Home Digital Healthcare as a Catalyst for China's New Medical Reform: WeDoctor's Triple Innovations—Internet Hospitals, Medical Supply Platforms, and Digital Health Communities—Address Industry Challenges

Digital Healthcare as a Catalyst for China's New Medical Reform: WeDoctor's Triple Innovations—Internet Hospitals, Medical Supply Platforms, and Digital Health Communities—Address Industry Challenges

Aug 26, 2022 17:31 CST Updated 17:31

Recently, Forbes China released the “2022 Top 50 Innovative Companies in China” list, with five companies from the big health sector selected. Notably, WeDoctor became the only digital healthcare company on the list. This marks the third time the company has been included, following its appearances in 2018 and 2019.
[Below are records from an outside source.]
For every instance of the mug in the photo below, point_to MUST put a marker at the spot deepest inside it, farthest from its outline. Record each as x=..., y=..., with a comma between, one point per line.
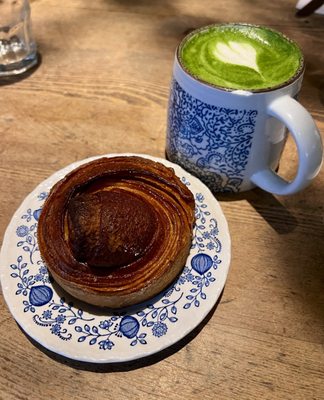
x=233, y=139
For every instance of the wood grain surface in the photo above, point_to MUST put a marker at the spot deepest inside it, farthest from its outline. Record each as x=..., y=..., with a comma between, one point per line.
x=102, y=87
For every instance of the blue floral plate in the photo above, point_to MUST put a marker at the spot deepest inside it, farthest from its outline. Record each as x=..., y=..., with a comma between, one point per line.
x=76, y=330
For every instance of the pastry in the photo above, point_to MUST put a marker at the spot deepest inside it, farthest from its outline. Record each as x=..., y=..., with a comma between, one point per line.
x=116, y=231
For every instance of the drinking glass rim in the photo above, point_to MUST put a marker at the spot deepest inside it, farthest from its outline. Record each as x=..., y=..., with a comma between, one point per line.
x=286, y=83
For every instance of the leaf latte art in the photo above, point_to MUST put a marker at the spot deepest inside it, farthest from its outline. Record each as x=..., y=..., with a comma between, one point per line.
x=239, y=56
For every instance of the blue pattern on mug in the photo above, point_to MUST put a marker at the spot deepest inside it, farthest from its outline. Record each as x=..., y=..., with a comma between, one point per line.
x=211, y=142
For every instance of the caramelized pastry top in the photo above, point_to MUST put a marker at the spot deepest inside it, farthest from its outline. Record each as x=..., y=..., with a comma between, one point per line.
x=116, y=225
x=110, y=228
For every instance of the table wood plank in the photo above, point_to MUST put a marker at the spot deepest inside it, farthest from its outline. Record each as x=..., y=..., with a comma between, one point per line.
x=102, y=87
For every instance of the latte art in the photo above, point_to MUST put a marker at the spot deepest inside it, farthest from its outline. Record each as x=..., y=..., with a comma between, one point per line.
x=236, y=53
x=240, y=56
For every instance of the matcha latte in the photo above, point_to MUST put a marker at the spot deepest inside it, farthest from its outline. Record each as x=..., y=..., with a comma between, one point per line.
x=239, y=56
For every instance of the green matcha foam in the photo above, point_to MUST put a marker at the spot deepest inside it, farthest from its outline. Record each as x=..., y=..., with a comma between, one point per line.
x=241, y=56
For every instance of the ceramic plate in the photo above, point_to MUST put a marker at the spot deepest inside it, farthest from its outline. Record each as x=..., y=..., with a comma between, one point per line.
x=81, y=332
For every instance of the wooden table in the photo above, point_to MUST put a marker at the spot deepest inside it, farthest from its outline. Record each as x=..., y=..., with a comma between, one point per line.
x=102, y=87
The Forbes list is renowned for its rigor and scientific approach. Industry analysts attribute WeDoctor’s inclusion to its continuous breakthroughs and leadership in the digital healthcare sector. Particularly over the past decade, in response to three major pain points in China’s healthcare system—difficulty in accessing medical care due to “uneven” distribution of medical resources, high costs of care caused by “asymmetric” information in the pharmaceutical market, and overtreatment resulting from “ineffective” health insurance payment methods—WeDoctor has provided targeted digital solutions through three groundbreaking innovations:


First, establishedChina's First Internet Hospital, breaking down the traditional hospital walls; secondly, buildingPharmaceutical and Medical Device Trading Platform, guiding drug prices to return to reasonable levels; third, exploring implementationDigital Health Consortium, and promote value-based payment in medical insurance. Industry experts have commented that these “three innovations” have had a sustained and profound impact on the development of China’s digital healthcare industry, and to some extent have become the three foundational pillars supporting the digital transformation of China’s healthcare sector.
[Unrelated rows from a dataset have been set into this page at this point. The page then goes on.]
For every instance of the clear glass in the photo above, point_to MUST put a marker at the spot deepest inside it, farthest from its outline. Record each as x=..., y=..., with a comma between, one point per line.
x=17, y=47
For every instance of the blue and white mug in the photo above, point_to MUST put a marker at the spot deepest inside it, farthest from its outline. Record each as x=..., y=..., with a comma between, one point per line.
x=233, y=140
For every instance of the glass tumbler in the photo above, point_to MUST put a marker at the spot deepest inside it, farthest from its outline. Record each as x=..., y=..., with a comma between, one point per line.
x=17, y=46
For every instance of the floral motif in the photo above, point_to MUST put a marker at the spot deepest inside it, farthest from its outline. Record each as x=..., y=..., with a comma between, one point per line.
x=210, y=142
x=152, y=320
图片1.pngThree Innovations Driving the Upgrade of the Healthcare Industry Through Digitalization

 

Establishing China's First Internet Hospital to Address the Imbalance of Medical Resources


The uneven distribution of medical resources has long been a prominent challenge facing China’s healthcare system and a major contributor to the public’s difficulty in accessing medical care.
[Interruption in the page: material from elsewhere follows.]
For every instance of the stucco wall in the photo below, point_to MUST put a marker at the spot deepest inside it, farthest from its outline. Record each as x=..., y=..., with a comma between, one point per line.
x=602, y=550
Around 2011, China launched pilot programs to establish medical consortiums, aiming to decentralize medical resources. However, this did not fundamentally alter the concentration of high-quality medical resources in major cities and large hospitals. For a period, the proportion of outpatient visits at primary care institutions continued to decline. Relevant data show that the share of primary care visits accounted for 61.9% of total consultations in 2010, dropping to 56.4% by 2015. The “siphon effect” exerted by large hospitals, coupled with patient experiences described as “registration akin to the Spring Festival travel rush, and seeking treatment like going to war,” urgently needs to be alleviated.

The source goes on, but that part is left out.